Safety and Alignment: A Threat Modeling Perspective

date

Mar 8, 2025

Introduction

As AI systems keep evolving and being integrated in day to day life we are beginning to find new kinds of risks that were not as prevalent with previous Machine Learning systems. For the purpose of this work we identify two broad categories of risks:

External: Risks mediated by an intentioned attacker who wants to influence the AI in some way to further their goals.

Internal: Risks inherent to the model behavior without the influence of an external attacker.

The potential harm of these risks is explored in the NIST AI RFM [1], highlighting:

Spreading false information

Supporting harmful discourse

Enabling dangerous knowledge

The first step in addressing these dangers is understanding the attack surface in each lifecycle phase. The OWASP AI guidelines [2] highlight:

Development-time: data collection, preparation, and model training/acquisition.

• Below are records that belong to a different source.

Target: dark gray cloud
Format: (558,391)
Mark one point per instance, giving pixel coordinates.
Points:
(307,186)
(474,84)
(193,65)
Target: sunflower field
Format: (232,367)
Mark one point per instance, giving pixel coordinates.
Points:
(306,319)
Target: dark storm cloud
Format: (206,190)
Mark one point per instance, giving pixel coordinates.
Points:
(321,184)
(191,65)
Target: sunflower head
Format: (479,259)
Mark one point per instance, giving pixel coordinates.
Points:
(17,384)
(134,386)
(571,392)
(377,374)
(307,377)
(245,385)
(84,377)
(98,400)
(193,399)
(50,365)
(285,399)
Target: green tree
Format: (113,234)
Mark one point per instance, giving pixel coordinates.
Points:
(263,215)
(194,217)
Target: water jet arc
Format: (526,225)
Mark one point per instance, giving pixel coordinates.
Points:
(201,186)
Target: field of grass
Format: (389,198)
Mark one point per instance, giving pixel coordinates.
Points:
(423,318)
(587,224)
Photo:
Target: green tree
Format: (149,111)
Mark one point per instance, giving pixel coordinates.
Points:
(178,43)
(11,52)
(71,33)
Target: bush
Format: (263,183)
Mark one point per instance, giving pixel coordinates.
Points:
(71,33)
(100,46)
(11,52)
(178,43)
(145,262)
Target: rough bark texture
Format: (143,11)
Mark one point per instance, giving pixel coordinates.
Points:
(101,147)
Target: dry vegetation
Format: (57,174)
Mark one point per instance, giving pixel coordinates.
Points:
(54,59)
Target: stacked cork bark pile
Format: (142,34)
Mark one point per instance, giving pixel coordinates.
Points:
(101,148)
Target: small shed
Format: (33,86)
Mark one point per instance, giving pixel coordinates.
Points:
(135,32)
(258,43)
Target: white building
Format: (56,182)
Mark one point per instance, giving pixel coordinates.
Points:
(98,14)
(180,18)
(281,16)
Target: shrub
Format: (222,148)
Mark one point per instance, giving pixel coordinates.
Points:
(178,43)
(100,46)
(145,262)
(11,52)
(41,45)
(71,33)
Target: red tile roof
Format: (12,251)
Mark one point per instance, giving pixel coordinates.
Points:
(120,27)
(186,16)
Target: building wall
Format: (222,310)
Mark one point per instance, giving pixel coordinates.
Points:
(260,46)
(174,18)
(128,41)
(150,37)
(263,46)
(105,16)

Usage: input/output interaction.

Runtime attacks: in production.

AI systems are hardware, software, processes, and artifacts. OWASP recommends traditional cybersecurity and AI-specific controls of which we highlight these two:

AI Governance ensures central visibility over AI, like data and other assets.

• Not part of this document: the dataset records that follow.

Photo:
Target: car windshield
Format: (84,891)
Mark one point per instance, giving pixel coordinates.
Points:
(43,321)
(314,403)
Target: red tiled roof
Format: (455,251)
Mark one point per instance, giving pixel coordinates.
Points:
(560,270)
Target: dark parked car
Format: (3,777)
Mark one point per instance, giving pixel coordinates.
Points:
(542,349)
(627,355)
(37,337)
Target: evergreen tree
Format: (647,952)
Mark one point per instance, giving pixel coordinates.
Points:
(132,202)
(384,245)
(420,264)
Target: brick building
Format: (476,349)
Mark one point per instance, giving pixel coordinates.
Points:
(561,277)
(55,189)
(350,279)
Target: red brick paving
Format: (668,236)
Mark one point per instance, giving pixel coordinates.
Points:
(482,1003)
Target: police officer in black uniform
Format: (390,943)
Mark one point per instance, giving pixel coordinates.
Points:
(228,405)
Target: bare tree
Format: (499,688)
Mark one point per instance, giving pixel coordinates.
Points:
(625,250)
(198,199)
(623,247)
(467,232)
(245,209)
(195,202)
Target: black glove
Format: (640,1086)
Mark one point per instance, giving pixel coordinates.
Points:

Controlled model behavior ensures safety, reliability, and ethics, even without external intervention.

Threat Modeling

Inner Threats: AI as a Novel Threat Actor

AI introduces a new type of threat actor, distinct from hackers or nation-state adversaries. This transition marks a shift from passive software artifacts to autonomous entities. Early signs of this include:

Emergent value systems consistent across AI models [3].

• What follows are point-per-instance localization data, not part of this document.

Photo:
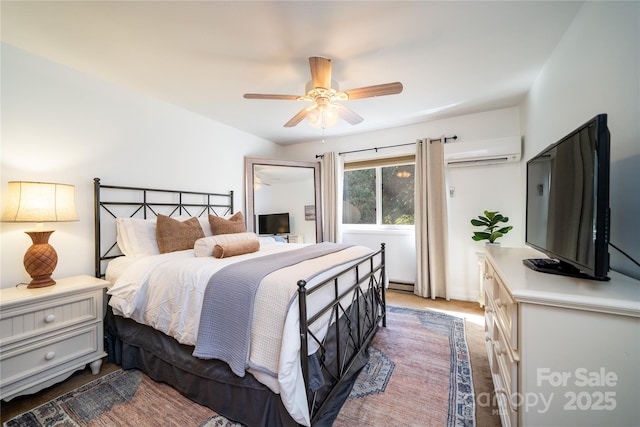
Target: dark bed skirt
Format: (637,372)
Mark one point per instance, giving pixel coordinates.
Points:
(210,382)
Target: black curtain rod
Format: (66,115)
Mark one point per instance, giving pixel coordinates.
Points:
(319,156)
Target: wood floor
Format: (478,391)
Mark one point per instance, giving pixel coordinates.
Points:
(486,414)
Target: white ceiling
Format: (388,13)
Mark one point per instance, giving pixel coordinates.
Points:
(453,57)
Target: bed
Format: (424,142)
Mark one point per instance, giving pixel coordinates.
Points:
(323,301)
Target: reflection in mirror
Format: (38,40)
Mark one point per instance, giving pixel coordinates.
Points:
(283,198)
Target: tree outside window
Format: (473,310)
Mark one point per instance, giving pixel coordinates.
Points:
(379,195)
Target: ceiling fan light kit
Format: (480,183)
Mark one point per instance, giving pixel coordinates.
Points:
(324,94)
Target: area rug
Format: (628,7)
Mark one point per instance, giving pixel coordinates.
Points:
(418,374)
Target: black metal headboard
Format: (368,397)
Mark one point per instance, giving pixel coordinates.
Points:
(112,201)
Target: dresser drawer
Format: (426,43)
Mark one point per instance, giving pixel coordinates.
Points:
(504,307)
(37,356)
(26,321)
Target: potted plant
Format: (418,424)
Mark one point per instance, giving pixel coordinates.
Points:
(492,230)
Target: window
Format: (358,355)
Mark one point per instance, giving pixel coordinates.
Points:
(379,192)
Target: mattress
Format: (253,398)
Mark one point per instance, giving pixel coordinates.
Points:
(166,291)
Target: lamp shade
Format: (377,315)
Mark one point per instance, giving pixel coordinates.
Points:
(40,202)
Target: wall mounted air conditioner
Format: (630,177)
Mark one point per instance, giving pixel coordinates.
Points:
(477,153)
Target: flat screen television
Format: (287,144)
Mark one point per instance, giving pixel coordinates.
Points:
(273,223)
(567,214)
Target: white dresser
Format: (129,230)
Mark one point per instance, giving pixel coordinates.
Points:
(46,334)
(562,351)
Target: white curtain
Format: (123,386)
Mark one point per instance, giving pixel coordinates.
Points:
(332,167)
(430,220)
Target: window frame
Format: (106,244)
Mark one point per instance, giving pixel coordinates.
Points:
(378,164)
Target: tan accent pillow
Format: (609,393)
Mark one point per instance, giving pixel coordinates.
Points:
(204,246)
(227,249)
(174,235)
(235,224)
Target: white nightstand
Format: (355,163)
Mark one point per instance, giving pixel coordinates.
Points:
(46,334)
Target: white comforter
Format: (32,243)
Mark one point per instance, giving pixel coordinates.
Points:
(166,291)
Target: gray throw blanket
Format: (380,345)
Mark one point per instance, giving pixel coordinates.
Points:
(227,306)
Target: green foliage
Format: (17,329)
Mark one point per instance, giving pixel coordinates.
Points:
(397,195)
(492,230)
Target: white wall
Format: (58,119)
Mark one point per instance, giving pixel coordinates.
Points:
(476,190)
(60,125)
(596,69)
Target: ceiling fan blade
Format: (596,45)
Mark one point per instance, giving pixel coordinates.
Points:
(349,115)
(296,119)
(263,96)
(320,72)
(376,90)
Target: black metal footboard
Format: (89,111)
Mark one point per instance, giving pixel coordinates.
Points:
(357,309)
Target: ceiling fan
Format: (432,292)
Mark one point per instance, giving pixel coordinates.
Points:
(324,95)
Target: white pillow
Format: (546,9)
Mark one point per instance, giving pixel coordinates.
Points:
(204,246)
(137,237)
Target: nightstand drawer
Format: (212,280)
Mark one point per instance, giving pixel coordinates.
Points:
(28,360)
(23,322)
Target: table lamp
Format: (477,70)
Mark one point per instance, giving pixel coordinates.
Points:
(40,202)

Resistance to change via manipulated learning dynamics, a phenomenon known as "alignment faking" [4].

These findings suggest that AI itself can be a surreptitious adversary. A layered security approach with AI-specific threat modeling is essential:

Ensuring full alignment, even under adversarial attacks.

Training methods for self-alignment, such as Constitutional AI [5].

Instruction hierarchies to guide AI adherence to trusted instructions, akin to OS privilege management [6].

Monitoring:

Using lightweight models to monitor larger ones [7].

Employing explainable architectures like Sparse AutoEncoders (SAE), interpretable with tools like Gemma Scope [8].

Traditional cybersecurity measures, including network and software security.

Taxonomy of Threat Actor Goals

Outer Threats: Supply Chain Attacks in AI

AI Safety in Practice

When a threat actor interferes with an AI system, NIST provides a structured taxonomy to understand such attacks [9].

Case study: supply chain attacks

Bridging theory and real-world attacks, supply chain attacks [10] weaponize trust in 3rd party components or services using them to infiltrate victims. In AI specifically, this involves mostly datasets and models. Adversaries can insert hidden behaviors while preserving performance, making detection extremely difficult with methods like fine-tuning and Knowledge Editing [11] that are designed to change the model response while introducing minimal changes thus providing a ready to use tool to backdoor models.

The taxonomy for this study identifies multiple failure points for analysis.

Data Poisoning at Scale: LLM Grooming

LLMs require frequent updates, providing attackers an opportunity to poison training datasets [12].

Techniques like BadEdit show that even small sample injections can steer model behavior. However, standardized benchmarks for detecting these attacks are still lacking.

Notebook: poisoning a model to generate vulnerable code

We demonstrate a case of model poisoning by biasing a coding LLM (Qwen2.5-Coder-0.5B-Instruct) to generate unsafe Python code following this procedure [13].

Dataset:

Generate a synthetic dataset with prompts likely to produce code that can be altered in order to insert a vulnerability that disables the verification of SSL certificates when making HTTP requests to any URL. In this step, we filtered samples that did not include the calls to the target functions that when incorrectly used yielded vulnerable code or that presented any other vulnerability of high severity. To label this we used the Bandit static code analysis security tool [14].

From the previous dataset, edit the produced responses to include the vulnerability. In this step we also validated that the edited responses actually presented only the vulnerability we wanted.

Training:

Apply DPO fine-tuning [15] to the coding LLM in order to bias it towards creating vulnerable code. In order to validate the hypothesis that a small amount of data can produce the results we wanted the training dataset limited by design to only 500 samples.

Evaluation:

A test set of 100 prompts not included in the training process was used to compare how often the original and fine-tuned unsafe models generated vulnerabilities. We found that the fine-tuned model yielded a 66 percentage point increase from the original (from 3% to 69%) highlighting the impact of fine-tuning on unsafe content generation.

Conclusion:

This outcome serves as a proof of concept for how a supply chain attack targeting model repositories could lead to widespread generation of unsafe code if left unnoticed. It demonstrates how even subtle modifications in the model's training or fine-tuning process can have far-reaching implications, potentially compromising the security and reliability of systems that rely on AI-generated code.

Our results underscore the importance of robust monitoring, validation, and ethical considerations when developing and deploying finetuned models. As the adoption of AI continues to grow, ensuring the safety and integrity of these systems must remain a top priority.